The results were not adjusted for potential confounders, especially those that could affect the lipid levels, such as age and gender [23]. The present study population had more female patients due to the increased female preponderance of SLE and RA. The peak age of onset of SLE and RA were 20–30 and 30–55 years respectively [27, 42]. The SLE patients with an average younger age showed higher AIP values (0.7 ± 0.39) than the RA disease group (0.14 ± 0.26) (Table 1). Studies have shown SLE patients develop CV risk at an younger age [43]. A meta-analysis by Fransen et al. has found that the risk of CVD was relatively higher in younger RA patients (< 50 years) and lower in elderly subjects (> 65 years) [44]. The average age of RA patients (51 years) noted in the present study was comparable to that younger RA patients in meta-analysis study. The risk of atherosclerosis increases with advancing age. In addition to traditional CV risk factors, several disease-related risk factors have been suggested to contribute to the increased atherosclerosis risk in younger SLE and RA patients [31, 45]. These findings did not indicate the influence of advancing age on AIP values, but could be impacted by immunopathological mechanisms underlying the autoimmune disease processes. Further studies with large sample size are required to perform regression analysis to account for various factors influencing the disease process. The study did not consider control samples, as this was primarily designed to examine only the differential influence of immunological process in SLE and RA. Moreover, it was difficult to recruit treatment-naïve controls in a tertiary set-up.

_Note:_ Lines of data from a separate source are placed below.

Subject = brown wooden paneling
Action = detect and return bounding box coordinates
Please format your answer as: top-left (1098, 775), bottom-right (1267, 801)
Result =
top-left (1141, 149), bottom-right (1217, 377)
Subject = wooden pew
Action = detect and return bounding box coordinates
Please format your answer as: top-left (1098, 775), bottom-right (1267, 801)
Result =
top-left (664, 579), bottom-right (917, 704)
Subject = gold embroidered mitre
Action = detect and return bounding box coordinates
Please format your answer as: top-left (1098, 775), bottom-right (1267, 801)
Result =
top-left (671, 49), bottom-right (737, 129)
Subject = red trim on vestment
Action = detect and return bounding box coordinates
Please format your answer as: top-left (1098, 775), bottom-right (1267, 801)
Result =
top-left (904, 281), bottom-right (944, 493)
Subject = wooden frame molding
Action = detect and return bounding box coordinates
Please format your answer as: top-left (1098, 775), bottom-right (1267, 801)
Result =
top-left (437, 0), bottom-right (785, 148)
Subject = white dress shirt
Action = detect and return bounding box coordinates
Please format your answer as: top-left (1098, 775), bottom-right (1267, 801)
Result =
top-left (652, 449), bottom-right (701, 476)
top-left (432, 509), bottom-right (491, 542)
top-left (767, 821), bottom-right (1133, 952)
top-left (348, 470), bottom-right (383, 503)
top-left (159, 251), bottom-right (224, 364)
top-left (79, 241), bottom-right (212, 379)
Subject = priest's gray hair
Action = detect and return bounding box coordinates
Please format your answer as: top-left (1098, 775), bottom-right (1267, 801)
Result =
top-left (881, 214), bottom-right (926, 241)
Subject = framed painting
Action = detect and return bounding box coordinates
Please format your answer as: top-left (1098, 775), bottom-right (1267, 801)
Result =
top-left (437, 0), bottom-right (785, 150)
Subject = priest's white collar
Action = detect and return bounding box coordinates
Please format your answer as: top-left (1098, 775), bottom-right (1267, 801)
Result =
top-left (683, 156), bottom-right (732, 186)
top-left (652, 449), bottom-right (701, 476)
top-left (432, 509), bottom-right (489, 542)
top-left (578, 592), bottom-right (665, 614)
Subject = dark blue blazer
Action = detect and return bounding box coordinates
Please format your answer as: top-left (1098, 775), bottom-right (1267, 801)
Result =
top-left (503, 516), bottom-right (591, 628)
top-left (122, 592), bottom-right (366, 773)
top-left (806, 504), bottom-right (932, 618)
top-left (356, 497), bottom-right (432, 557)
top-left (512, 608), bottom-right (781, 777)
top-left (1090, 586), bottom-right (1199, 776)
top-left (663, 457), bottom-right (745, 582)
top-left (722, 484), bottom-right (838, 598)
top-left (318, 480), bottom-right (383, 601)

In conclusion, the effect of inflammation on metabolic process depends on the type of immunological process responsible for inflammation. The overall impact on lipid metabolism like reduction in circulating TC is common for both the diseases. The increased levels of VLDL, TC/HDL-C, log (TG/HDL-C) and uric acid appear to be influenced by immune complex-mediated inflammation like SLE, which may serve as a marker of necrosis and apoptosis. The present study may offer a preliminary basis to further elucidate the differential influence of immunological process of autoimmune disease on lipid metabolism, and the use of serum uric acid as a surrogate marker of dysfunctional lipid profile in autoimmune disease. Studies are required to substantiate the use of these metabolic parameters to qualify the impact and pattern of inflammation in developing risk reduction strategies.